Hijab is a renowned and respected figure to all Syrian forces and Opposition factions, and who was previously assigned as Syria’s Prime Minister by President Bashar al-Assad, during the chaotic phase of June 2012. However, Hijab chose to break away from the regime three months after his appointment, when the Opposing Free Syrian Army offered help with his escape to Jordan.
Over the past three years, Hijab has opted to participate in the political works of the Opposition’s forces, yet without getting involved with its disputes, which served the validity of his selection as the head of the delegation representing both the Riyadh-based Higher Negotiation Committee (HNC) and the Syrian Opposition factions.
Attending the negotiations, with the whole assigned delegation present, the Syrian Opposition had taken the first step of the long journey ahead in Geneva peace talks. The UN had already estimated the talks process based on the instated negotiating program and principal subjects it broaches, to take up a six months’ indefinite timeline.
Initial readings predicted that the Syrian Opposition will not succeed on reaching to an agreement, yet ironically, here they are in agreement. They also predicted that the Opposition will disagree on leadership, yet here they are having elected Hijab, they have surpassed all primary conditions, despite them being impossible. The Syrian Opposition proved that the delegation’s policy stands to deny the Syrian regime along with its Iranian and Russian allies a chance to be left alone before the international community represented by the UN mission and envoy de Mistura.
Opposition members recognize that six months are enough to trial intentions and political plots; at the end they can simply elect to repudiate and continue with sieging the regime.
The mission on implementing cease fire, one of the main urgent subjects to be discussed, is it feasible?
The Syrian opposition will easily accept it, given that they are allowed to manage the areas under their control, and not being held responsible for any of the activities of zones run by terrorist organizations like ISIS and al-Nusra Front.
However, the paralleling question remains. Can negotiators impose the same conditions on Assad’s regime, Iranians, and the Russians on stopping all military operations?
The issue here falls under the responsibility of the United Nations and sponsor countries.

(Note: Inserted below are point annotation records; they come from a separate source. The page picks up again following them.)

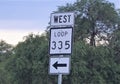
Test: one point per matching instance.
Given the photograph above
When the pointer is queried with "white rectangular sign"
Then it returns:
(62, 19)
(59, 65)
(61, 41)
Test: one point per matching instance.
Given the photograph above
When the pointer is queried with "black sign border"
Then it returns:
(52, 54)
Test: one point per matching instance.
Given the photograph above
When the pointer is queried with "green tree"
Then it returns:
(5, 54)
(30, 61)
(5, 50)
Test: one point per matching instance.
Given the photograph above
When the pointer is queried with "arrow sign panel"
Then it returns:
(56, 65)
(59, 65)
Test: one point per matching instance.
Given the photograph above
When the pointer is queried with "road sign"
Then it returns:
(59, 65)
(59, 19)
(61, 41)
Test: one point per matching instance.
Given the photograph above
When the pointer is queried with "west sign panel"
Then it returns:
(59, 65)
(60, 19)
(60, 41)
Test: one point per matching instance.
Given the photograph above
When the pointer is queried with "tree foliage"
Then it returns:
(28, 63)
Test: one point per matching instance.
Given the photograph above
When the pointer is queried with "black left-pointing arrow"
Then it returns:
(56, 65)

What has been recently witnessed by the Russian air force on pounding refugee camps north of Lattakia, and seeing the flames burn through the tents, setting refugees running on foot towards the borders again, has revealed the true nature of the challenge.
Protests should be held against Russian, Iranian, and Hezbollah’s operations targeting Syrians and must always remain a priority to the peace talks in Geneva, to prevent Russians and Iranians taking advantage of the negotiations, in order to carry on with their sectarianism, ethnic cleansing, and progression on land.

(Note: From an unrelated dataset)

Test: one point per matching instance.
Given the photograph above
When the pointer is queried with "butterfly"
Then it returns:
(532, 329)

The talks will first revolve on truce, restricting areas of conflict, prisoner exchanges, and humanitarian aid delivery, thus time is bound to pass before the subject on the future of presidency in Syria is broached. Yet it’s worth mentioning that the question of presidency is what caused war and led the Geneva peace talks in the first place.
Truth be said, there isn’t anyone optimistic around the outcome of the peace talks on putting an end to the conflict, simply because it is a mere political gathering with underlying goals.

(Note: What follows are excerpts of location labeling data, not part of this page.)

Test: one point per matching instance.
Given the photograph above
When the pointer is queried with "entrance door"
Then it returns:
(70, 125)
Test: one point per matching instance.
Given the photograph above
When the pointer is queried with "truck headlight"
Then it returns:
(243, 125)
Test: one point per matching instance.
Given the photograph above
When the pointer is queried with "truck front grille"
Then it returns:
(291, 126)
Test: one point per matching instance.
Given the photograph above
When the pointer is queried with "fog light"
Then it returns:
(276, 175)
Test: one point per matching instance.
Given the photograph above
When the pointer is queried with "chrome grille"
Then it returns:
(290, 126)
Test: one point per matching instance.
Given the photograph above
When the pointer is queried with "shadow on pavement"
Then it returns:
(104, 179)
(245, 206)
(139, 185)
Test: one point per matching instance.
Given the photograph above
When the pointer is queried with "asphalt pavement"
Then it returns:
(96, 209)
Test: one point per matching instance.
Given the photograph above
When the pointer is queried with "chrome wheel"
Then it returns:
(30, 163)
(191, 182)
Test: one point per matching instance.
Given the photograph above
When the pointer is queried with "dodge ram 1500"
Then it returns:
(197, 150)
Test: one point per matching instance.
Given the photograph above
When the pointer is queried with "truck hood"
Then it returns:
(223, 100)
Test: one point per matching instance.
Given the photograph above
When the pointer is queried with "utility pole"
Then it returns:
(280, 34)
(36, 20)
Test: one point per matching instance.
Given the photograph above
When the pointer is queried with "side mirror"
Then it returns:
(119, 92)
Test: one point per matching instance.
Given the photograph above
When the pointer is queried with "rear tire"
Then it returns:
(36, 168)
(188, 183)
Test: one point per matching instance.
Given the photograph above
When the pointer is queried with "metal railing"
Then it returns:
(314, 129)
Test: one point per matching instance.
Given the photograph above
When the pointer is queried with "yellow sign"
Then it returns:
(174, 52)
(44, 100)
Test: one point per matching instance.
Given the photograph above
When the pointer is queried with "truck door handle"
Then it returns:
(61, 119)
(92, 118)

The US administration wishes to spend 2016 in diplomatic work, so it is not perceived negligent towards solving the conflict suit currently threatening world peace. Europeans are just concerned with limiting the influx of refugees heading towards their borders. On the other hand Russians believe that they are capable of imposing a political solution that compels the Syrian Opposition to raise the white flag before Assad’s rule, in exchange for sideline positions in what stands to mimic a government.
On the question of why is the Opposition even attending the talks, knowing all the aforementioned on mediators’ true and humble intentions? At the outset, the Opposition has nothing to lose by attending. Secondly, so that its absence does not restore Assad’s international legitimacy, instead it choses to challenge the regime and participates in the talks on all suits present.
The preceding peace talks took place on the same current day of the negotiations, and back then Assad’s regime promised to destroy the Opposition within a year. Nevertheless, despite brining in the help of Iranians first and Russians second, today its efforts have rendered futile.
Both the UN and peace talks cannot force on the majority of Syrians what they refuse, and the war consuming both Iranian and Russian capabilities will prevail at a time that despite how hard the latter tries to support it, the regime will remain incompetent in restoring itself, because it has become crippled with the loss of most of its military and security forces.